3. - In return you will receive an email giving you simple details of how to order the photo or image. When your reply to confirm the order is received, the photo or image will be sent to you with a minimum of delay as an attachment to an email.

This is all there is to it. No forms to fill out, no card numbers to type in, no messages from 'robots' other than 'Ed.' No 'spam' at all.

Photos From Past Issues

The first photo was offered in Metropole's issue 6.10. This shows a view of the Rue Norvins on Montmartre, very similar to a well-known scene painted by Maurice Utrillo.

Other 'looking for spring' photos were featured in issue 6.13. They show a view taken just below the cathedral in Blois and how the Seine looks when it is over-excited by rainy weather.

'Spring in Paris' made a false start a few weeks ago with the annual 'free Sunday' for museums in France and Europe.
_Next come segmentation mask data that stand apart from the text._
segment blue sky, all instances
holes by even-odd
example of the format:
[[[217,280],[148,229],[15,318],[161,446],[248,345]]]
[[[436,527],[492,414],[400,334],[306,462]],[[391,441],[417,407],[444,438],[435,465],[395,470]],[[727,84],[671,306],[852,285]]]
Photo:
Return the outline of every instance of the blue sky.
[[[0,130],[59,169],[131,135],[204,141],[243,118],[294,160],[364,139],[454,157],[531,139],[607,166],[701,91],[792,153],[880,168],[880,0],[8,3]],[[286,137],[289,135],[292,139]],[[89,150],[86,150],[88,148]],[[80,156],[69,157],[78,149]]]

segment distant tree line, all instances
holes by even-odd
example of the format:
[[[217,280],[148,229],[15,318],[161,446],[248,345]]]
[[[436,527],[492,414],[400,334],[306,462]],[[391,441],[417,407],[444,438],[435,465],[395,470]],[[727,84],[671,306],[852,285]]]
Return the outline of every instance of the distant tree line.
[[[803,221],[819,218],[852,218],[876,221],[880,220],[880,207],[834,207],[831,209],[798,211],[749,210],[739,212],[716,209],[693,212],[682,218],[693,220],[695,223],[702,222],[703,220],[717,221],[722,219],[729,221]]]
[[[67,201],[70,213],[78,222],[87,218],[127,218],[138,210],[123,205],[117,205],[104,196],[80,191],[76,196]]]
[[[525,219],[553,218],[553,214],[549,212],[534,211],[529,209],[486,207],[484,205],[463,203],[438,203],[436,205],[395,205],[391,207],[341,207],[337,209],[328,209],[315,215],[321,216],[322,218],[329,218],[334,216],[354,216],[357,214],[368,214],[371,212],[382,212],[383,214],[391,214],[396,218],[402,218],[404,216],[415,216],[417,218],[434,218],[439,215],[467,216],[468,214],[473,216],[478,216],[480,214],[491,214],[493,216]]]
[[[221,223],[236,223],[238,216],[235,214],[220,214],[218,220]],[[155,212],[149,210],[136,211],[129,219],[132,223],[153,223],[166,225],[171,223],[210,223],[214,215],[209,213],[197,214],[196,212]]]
One photo shows a view of the Louvre's Pyramid instead of a long line to get in, and another features a detail from a Latin Quarter restaurant exterior.

Several weeks ago the opening photo showed the view from Dimitri's atelier window, over a bit of Paris that hides behind the usual fronts of buildings on the streets. The second photo was of the Pont des Arts, to complement the issue's 'Echoes Along the Seine' excerpt from the book by Robert F. Burgess.
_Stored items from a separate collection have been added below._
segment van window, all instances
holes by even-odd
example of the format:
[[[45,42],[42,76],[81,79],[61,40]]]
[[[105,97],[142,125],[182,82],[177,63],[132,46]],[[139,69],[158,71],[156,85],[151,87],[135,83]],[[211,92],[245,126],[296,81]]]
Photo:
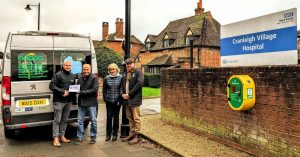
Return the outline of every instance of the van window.
[[[62,69],[65,60],[72,62],[73,74],[81,73],[84,63],[91,63],[88,51],[16,50],[12,51],[11,58],[12,81],[51,80],[54,73]]]
[[[55,51],[54,52],[54,65],[56,65],[55,72],[62,69],[65,60],[72,62],[73,74],[82,72],[82,65],[87,63],[91,64],[91,52],[87,51]]]
[[[53,76],[52,51],[12,51],[11,76],[12,81],[51,79]]]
Issue 6.16's 'photo of the week' pictured some informal boules players in the Arènes de Lutèce, built by the Romans about 200 AD. As much as a monument Paris may be, it is still a playground for today's Parisians.

The 'photo of the week' for Issue 6.17 showed a sunset view of the Tower and the Flame, shot from the Place de l'Alma towards the Flame of Liberty there and the Tour Eiffel beyond it beside the Seine.

Issue 6.18's 'photo of the week' showed a more usual view of a storm coming. In this case it was coming to my own street in Paris, just after I'd made a 'between storms' tour to get the week's poster shots.

The 'photos of the week' in issue 6.20 featured a view of Concorde's Fontaine des Mers on a good day and the second photo depicted some stone paving work, in front of the Institut de France in the Latin Quarter.

Issue 6.21's 'photos of the week' showed a viewposter: rue cloche perce, 23 june of a sunny Sunday in the Rue Daguerre and the second photo showed Latin Quarter types hanging out at one of the most popular places in the quarter, La Palette in the Rue de Seine.

The most recent page of new photos was back in issue 6.23. The 'photos of the week' showed a sunny day on the Champs-Elysées and the second photo showed pedestrians crossing towards the club's café La Corona, with the afternoon sun at their backs.

Details About the Images

To fit most computer monitors, the photo size is standardized at 750 pixels high by 1000 wide - or 5.2 by 6.9 inches, or 13.2 by 17.6 cms.

The photos are compressed in the 'high-quality' JPG format and are reduced to 350 to 550 Ko for Internet transmission. With dialup access, a photo of this file size takes three to five minutes to download.

Cartoons and drawings may be slightly odd sizes. For copyright reasons Metropole's featured 'Posters of the Week' are not available.

When possible, each photo or image will be accompanied with its 'history.' This will include the original image's date and location in Paris, and perhaps some additional comments by 'Ed.'

In rare cases a photo image file may be damaged by transit through the Internet. If this seems to be the case, please complain bitterly and the photo image file will be re-sent as soon as possible.

Viewing the Photos

The photos can be viewed on your monitor's screen by placing the photo image file in the directory or folder with your other 'screensaver' or 'wallpaper' images. Software utility programs for viewing the photos are usually provided with operating systems, or can be obtained from third parties. Many of these are 'shareware' programs - to be paid for somewhat like Metropole's photo/image offer.

Copyright of the Photos and Images

All reproduction rights are reserved by Richard Erickson. You are allowed to use the photos for personal and non-commercial uses only. The resolution of the delivered photos is 144 ppi and prints of the photos are permitted for personal and non-commercial use only. For any other uses, write to Richard Erickson. Your name and email address will not lent, sold or given away to any third parties.